Building RAG Pipelines at Scale

Why RAG Matters for Production AI

Retrieval-Augmented Generation (RAG) has emerged as the most practical pattern for building AI applications that need access to private or up-to-date information. Unlike fine-tuning, RAG lets you ground LLM responses in your own data without retraining the model.

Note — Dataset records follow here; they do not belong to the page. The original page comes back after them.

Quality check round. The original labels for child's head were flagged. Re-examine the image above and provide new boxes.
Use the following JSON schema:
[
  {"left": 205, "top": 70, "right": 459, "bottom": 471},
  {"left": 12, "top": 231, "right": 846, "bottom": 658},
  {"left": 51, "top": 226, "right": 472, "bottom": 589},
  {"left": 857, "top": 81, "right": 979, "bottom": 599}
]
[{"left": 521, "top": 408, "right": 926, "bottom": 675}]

But building a RAG pipeline that works reliably in production is far more nuanced than the tutorials suggest. Here's what I've learned deploying RAG systems that serve thousands of queries daily.

The Architecture

A production RAG pipeline has five core stages:

Document Ingestion — Loading and parsing documents from various sources
Chunking — Splitting documents into semantically meaningful pieces
Embedding — Converting chunks into dense vector representations
Retrieval — Finding the most relevant chunks for a query
Generation — Synthesizing an answer from retrieved context

from langchain.text_splitter import RecursiveCharacterTextSplitter
from langchain.embeddings import OpenAIEmbeddings
from langchain.vectorstores import Pinecone
 
# Chunking strategy matters more than most people think
splitter = RecursiveCharacterTextSplitter(
    chunk_size=512,
    chunk_overlap=50,
    separators=["\n\n", "\n", ". ", " "],
)
 
chunks = splitter.split_documents(documents)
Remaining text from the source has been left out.